1. Rapid backlink generation

Generating links at a breakneck pace rouses Googlebot’s suspicions because it looks unnatural. Build links at a slower, more natural pace to satisfy Googlebot and other spiders. If using a paid service to generate backlinks, keep tabs on the progress and make sure link count doesn’t leap from a hundred per week or month to a couple thousand in the same time frame. A slow and steady pace wins the race.

2. Using IBLNs

This is considered a black hat tactic. Independent Backlink Networks are not only costly, but Google staff are constantly on the lookout for IBLN users. When Google discovers sites that are part of an Independent Backlink Network, the entire network using it tends to gets blacklisted or banned. Matt Cutts or another influential person may also write a post about that network’s members. IBLNs are expensive, and the network members could be publicly exposed.

3. Redundantly using keywords in anchor text

Do not use your keywords for each instance of anchor text on a page; spiders pick up on that. It is far safer to use other words for the majority of links. A site about horses, for instance, should have anchor text containing equestrian-related words and keyword synonyms, instead of the keywords themselves.

4. Low quality links

This is one of those phrases that seems to mean little, but can make a noticeable difference. Sites with a thousand links that Google considers low quality do not rank as favorably as sites with 500 links Google deems high quality. The total number of links is important, without question, but some low quality links that are here today will be gone tomorrow. Higher quality links have a better chance of remaining accessible for longer stretches of time.

5. Using site wide linking

Site wide links are promoted as a viable option and readily available, even though as early as late 2010 Google rendered them basically worthless. Google ranks site wide links, no matter how many there are, as one link. Because of this, they aren’t really useful anymore.

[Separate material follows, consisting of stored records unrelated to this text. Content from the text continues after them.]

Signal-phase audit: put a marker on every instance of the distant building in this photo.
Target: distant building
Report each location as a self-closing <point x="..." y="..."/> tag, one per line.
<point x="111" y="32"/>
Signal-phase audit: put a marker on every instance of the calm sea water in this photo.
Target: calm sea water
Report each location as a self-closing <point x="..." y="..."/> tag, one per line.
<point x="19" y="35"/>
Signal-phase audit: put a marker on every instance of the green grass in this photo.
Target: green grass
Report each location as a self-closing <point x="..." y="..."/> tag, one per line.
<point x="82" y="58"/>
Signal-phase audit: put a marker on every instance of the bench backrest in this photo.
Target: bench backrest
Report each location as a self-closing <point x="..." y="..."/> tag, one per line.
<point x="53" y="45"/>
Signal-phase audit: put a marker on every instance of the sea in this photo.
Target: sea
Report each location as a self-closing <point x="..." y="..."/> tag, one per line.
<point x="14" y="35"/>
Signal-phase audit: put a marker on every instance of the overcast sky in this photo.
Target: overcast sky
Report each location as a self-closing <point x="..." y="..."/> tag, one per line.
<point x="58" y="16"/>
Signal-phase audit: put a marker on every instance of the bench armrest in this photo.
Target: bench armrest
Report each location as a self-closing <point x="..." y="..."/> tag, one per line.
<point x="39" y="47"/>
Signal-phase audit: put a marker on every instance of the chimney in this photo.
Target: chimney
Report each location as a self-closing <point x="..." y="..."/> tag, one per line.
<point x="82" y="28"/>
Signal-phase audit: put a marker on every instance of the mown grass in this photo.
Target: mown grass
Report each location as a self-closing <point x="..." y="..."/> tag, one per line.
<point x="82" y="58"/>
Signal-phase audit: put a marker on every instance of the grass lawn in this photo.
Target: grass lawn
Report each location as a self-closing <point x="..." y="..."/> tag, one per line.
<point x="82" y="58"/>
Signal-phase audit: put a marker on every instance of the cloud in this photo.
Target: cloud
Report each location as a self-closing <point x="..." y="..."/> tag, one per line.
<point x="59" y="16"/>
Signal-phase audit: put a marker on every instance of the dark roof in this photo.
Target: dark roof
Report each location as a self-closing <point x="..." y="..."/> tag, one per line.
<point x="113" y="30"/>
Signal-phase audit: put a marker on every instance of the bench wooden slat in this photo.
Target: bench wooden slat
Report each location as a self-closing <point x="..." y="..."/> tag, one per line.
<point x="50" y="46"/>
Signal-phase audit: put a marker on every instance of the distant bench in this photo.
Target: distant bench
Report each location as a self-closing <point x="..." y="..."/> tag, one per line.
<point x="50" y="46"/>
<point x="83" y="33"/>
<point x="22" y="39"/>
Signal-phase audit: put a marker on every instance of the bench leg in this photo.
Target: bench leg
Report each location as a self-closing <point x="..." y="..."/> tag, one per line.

6. Site scraping and content repackaging

Scraping sites for their content and using software to slightly alter that content via synonyms and sentence restructuring is another futile attempt at tricking search engine spiders. It no longer passes the smell test and produces a bad result. Googlebot is coded to understand when it encounters slightly rehashed content. Steven Baker, a software developer at Google, states that Google’s web search ranking team spent over five years building a “synonyms system.”

7. Phishing

Making a page look identical to a well-known page for the purposes of stealing personal information? The FBI agrees, there are better ways to generate revenue than “electronic social engineering” to get someone’s information. Offer a product, service, or provide an experience people want, and they will be more likely to give up some of their information.

Google tells webmasters it is a bad idea to pay for links. Sites that build links over time are doing so naturally, and by the book, regardless of whether those links were gained freely or paid for. IBLNs are expensive and risky to consider, unless one has cash to spare on an endeavor that ends badly if Google catches on. Avoiding the use of the other five link building techniques above will keep Googlebot happy. Keeping spiders happy makes life a little easier for hardworking webmasters.